Todos los seres vivos necesitamos energía para vivir, para crecer, para sanar las heridas, para multiplicarnos. Y todos desarrollamos estrategias para obtenerla. Pero sólo las plantas verdes y algunas bacterias son capaces de captar la energía del sol y producir materia orgánica para la vida, a partir de la materia inorgánica. Lo hacen a través de la fotosíntesis, como aprendemos desde la escuela primaria.

El resto de los seres vivos, es decir todos los animales, los hongos, los protozoarios unicelulares, la mayoría de las bacterias e incluso los virus, sólo sabemos apropiarnos de las sustancias orgánicas fabricadas, en última instancia, por los vegetales.

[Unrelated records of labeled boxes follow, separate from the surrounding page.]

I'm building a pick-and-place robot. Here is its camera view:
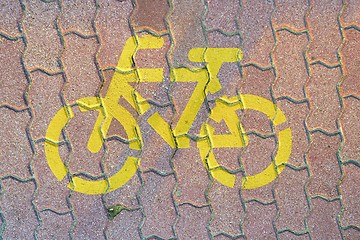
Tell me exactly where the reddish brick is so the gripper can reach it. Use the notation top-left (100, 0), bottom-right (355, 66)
top-left (273, 31), bottom-right (309, 100)
top-left (306, 64), bottom-right (341, 132)
top-left (63, 34), bottom-right (101, 102)
top-left (0, 37), bottom-right (27, 108)
top-left (340, 98), bottom-right (360, 161)
top-left (208, 181), bottom-right (244, 236)
top-left (140, 172), bottom-right (176, 239)
top-left (340, 29), bottom-right (360, 96)
top-left (32, 143), bottom-right (70, 212)
top-left (205, 0), bottom-right (240, 32)
top-left (307, 132), bottom-right (341, 198)
top-left (28, 71), bottom-right (64, 140)
top-left (243, 201), bottom-right (276, 239)
top-left (308, 198), bottom-right (341, 239)
top-left (0, 1), bottom-right (23, 36)
top-left (340, 164), bottom-right (360, 226)
top-left (307, 0), bottom-right (342, 64)
top-left (239, 0), bottom-right (275, 67)
top-left (60, 0), bottom-right (96, 35)
top-left (70, 192), bottom-right (108, 239)
top-left (23, 0), bottom-right (62, 72)
top-left (169, 0), bottom-right (206, 67)
top-left (341, 0), bottom-right (360, 27)
top-left (96, 0), bottom-right (133, 68)
top-left (176, 204), bottom-right (210, 239)
top-left (36, 211), bottom-right (73, 239)
top-left (0, 107), bottom-right (32, 179)
top-left (0, 179), bottom-right (38, 239)
top-left (132, 0), bottom-right (169, 33)
top-left (105, 210), bottom-right (142, 239)
top-left (275, 168), bottom-right (308, 232)
top-left (273, 0), bottom-right (309, 31)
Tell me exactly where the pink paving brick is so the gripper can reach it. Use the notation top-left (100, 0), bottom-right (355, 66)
top-left (307, 132), bottom-right (340, 198)
top-left (70, 192), bottom-right (108, 239)
top-left (140, 172), bottom-right (176, 239)
top-left (60, 0), bottom-right (96, 35)
top-left (36, 211), bottom-right (73, 239)
top-left (340, 164), bottom-right (360, 226)
top-left (275, 168), bottom-right (308, 232)
top-left (33, 143), bottom-right (70, 213)
top-left (308, 198), bottom-right (341, 239)
top-left (205, 0), bottom-right (240, 32)
top-left (28, 71), bottom-right (65, 140)
top-left (96, 0), bottom-right (133, 67)
top-left (307, 0), bottom-right (342, 64)
top-left (23, 0), bottom-right (63, 72)
top-left (105, 210), bottom-right (143, 239)
top-left (132, 0), bottom-right (169, 33)
top-left (273, 31), bottom-right (309, 100)
top-left (0, 37), bottom-right (27, 108)
top-left (238, 0), bottom-right (275, 67)
top-left (0, 107), bottom-right (32, 179)
top-left (0, 1), bottom-right (23, 36)
top-left (306, 64), bottom-right (341, 132)
top-left (175, 204), bottom-right (211, 239)
top-left (243, 201), bottom-right (276, 239)
top-left (0, 179), bottom-right (38, 239)
top-left (273, 0), bottom-right (309, 31)
top-left (209, 181), bottom-right (245, 236)
top-left (340, 98), bottom-right (360, 161)
top-left (63, 34), bottom-right (101, 102)
top-left (340, 29), bottom-right (360, 96)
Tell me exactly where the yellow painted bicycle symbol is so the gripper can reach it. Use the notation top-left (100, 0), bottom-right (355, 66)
top-left (45, 35), bottom-right (292, 194)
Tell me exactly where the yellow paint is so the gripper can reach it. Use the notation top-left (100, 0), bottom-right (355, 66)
top-left (45, 35), bottom-right (292, 194)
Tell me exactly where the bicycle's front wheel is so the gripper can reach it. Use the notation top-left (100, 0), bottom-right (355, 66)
top-left (44, 97), bottom-right (142, 194)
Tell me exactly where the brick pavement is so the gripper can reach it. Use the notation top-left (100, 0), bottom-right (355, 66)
top-left (0, 0), bottom-right (360, 239)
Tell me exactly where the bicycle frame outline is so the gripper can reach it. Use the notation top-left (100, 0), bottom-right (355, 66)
top-left (45, 35), bottom-right (292, 194)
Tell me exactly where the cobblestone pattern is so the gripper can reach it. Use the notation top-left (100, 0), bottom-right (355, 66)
top-left (0, 0), bottom-right (360, 239)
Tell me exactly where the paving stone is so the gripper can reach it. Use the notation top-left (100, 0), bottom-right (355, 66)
top-left (307, 132), bottom-right (340, 198)
top-left (32, 143), bottom-right (70, 213)
top-left (308, 198), bottom-right (341, 239)
top-left (95, 0), bottom-right (133, 68)
top-left (60, 0), bottom-right (96, 35)
top-left (70, 192), bottom-right (108, 239)
top-left (340, 29), bottom-right (360, 96)
top-left (307, 0), bottom-right (342, 64)
top-left (0, 37), bottom-right (27, 108)
top-left (132, 0), bottom-right (170, 33)
top-left (140, 172), bottom-right (176, 239)
top-left (105, 210), bottom-right (142, 239)
top-left (63, 34), bottom-right (101, 102)
top-left (208, 181), bottom-right (245, 236)
top-left (243, 201), bottom-right (276, 239)
top-left (28, 71), bottom-right (65, 141)
top-left (36, 211), bottom-right (73, 239)
top-left (0, 1), bottom-right (23, 36)
top-left (169, 0), bottom-right (207, 67)
top-left (341, 0), bottom-right (360, 26)
top-left (0, 179), bottom-right (38, 239)
top-left (306, 64), bottom-right (341, 132)
top-left (273, 0), bottom-right (309, 31)
top-left (275, 168), bottom-right (309, 232)
top-left (0, 107), bottom-right (32, 179)
top-left (340, 98), bottom-right (360, 161)
top-left (22, 0), bottom-right (63, 72)
top-left (238, 0), bottom-right (275, 67)
top-left (273, 31), bottom-right (309, 100)
top-left (176, 204), bottom-right (211, 239)
top-left (205, 0), bottom-right (240, 33)
top-left (340, 164), bottom-right (360, 226)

Las plantas captan la energía del sol y la utilizan para transformar el agua que obtienen del subsuelo, combinada con el dióxido de carbono que toman del aire, en glucosa. Así construyen una substancia compleja a partir de otras más sencillas, inorgánicas. Nosotros no podemos hacer eso. Nuestros cuerpos sólo pueden tomar la glucosa de los alimentos que ingerimos y degradamos, sean de origen animal o vegetal. No podemos, tampoco, aprovechar la luz solar, salvo para calentar nuestra piel o broncearnos en la playa. Dicho sea de paso, la fotosíntesis libera, como residuo, oxígeno. Si no hubiera fotosíntesis, no habría oxígeno libre en la atmósfera y no sería posible la mayor parte de la vida. La Tierra fue en el pasado así: carecía casi por completo de oxígeno atmosférico, hasta que se extendieron las bacterias que realizan fotosíntesis y luego las plantas verdes. Ese cambio comenzó hace miles de millones de años y se conoce como la Gran Oxidación.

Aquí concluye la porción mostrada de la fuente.